Van Calster B, Condous G, Kirk E, Bourne T, Timmerman D, Van Huffel S. An application of methods for the probabilistic three-class classification of pregnancies of unknown location. Artif Intell Med. 2009;46(2):139-54.

Van Calster B, Van Belle V, Condous G, Bourne T, Timmerman D, Van Huffel S. Multi-class AUC metrics and weighted alternatives. 2008. p. 1390-6.

Van Calster B, Van Belle V, Vergouwe Y, Timmerman D, Van Huffel S, Steyerberg EW. Extending the c-statistic to nominal polytomous outcomes: the Polytomous Discrimination Index. Stat Med. 2012;31(23):2610-26.

Van Calster B, Vergouwe Y, Looman CW, Van Belle V, Timmerman D, Steyerberg EW. Assessing the discriminative ability of risk models for more than two outcome categories. Eur J Epidemiol. 2012;27(10):761-70.

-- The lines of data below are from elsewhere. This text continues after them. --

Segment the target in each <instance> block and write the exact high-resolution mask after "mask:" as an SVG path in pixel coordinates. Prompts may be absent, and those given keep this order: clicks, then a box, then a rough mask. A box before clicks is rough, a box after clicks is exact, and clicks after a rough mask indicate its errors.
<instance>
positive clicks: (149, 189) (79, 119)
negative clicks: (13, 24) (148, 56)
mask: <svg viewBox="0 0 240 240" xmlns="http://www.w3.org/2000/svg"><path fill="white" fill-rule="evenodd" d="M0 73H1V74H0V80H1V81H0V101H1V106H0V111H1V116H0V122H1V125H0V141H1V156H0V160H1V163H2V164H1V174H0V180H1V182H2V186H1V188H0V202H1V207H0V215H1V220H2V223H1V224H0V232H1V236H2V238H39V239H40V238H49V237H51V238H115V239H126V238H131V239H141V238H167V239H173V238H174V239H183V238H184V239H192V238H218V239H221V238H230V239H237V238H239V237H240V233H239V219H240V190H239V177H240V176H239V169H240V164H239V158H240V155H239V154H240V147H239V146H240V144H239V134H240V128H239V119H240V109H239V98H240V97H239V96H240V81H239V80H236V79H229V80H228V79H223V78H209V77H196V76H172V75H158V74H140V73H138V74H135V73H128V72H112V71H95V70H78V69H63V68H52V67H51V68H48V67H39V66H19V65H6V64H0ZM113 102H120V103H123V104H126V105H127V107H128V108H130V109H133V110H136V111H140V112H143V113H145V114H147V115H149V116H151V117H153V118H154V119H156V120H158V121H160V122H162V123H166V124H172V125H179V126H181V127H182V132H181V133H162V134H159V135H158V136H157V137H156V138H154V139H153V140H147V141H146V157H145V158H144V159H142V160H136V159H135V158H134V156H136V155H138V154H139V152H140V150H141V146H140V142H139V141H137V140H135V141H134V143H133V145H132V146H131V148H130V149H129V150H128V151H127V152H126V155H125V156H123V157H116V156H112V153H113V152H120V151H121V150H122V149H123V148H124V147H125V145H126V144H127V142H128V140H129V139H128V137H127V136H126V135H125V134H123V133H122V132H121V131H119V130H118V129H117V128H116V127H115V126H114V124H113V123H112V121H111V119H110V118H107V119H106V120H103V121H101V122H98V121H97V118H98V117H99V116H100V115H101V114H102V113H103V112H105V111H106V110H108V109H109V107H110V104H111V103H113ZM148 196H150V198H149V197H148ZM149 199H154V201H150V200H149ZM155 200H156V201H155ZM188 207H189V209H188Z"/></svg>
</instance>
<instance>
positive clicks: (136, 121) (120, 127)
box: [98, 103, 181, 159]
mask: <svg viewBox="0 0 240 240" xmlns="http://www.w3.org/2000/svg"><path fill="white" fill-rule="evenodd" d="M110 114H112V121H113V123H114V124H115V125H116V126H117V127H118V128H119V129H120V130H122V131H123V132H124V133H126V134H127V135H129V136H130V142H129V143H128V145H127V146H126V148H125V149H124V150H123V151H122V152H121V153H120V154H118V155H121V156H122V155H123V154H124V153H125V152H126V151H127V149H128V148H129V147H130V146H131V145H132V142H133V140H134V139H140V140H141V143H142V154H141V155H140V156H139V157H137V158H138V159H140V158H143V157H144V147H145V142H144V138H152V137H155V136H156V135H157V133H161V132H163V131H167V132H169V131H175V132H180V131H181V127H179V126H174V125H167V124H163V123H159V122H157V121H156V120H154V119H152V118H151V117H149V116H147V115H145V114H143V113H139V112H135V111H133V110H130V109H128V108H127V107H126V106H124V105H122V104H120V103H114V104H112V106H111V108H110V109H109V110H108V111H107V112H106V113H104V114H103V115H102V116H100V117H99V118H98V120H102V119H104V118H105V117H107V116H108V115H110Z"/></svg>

Van Calster B, Van Belle V, Vergouwe Y, Steyerberg EW. Discrimination ability of prediction models for ordinal outcomes: relationships between existing measures and a new measure. Biom J. 2012;54(5):674-85.

Van Hoorde K, Vergouwe Y, Timmerman D, Van Huffel S, Steyerberg EW, Van Calster B. Assessing calibration of multinomial risk prediction models. Stat Med. 2014;33(15):2585-96.

Van Hoorde K, Vergouwe Y, Timmerman D, Van Huffel S, Steyerberg EW, Van Calster B. Simple dichotomous updating methods improved the validity of polytomous prediction models. J Clin Epidemiol. 2013;66(10):1158-65.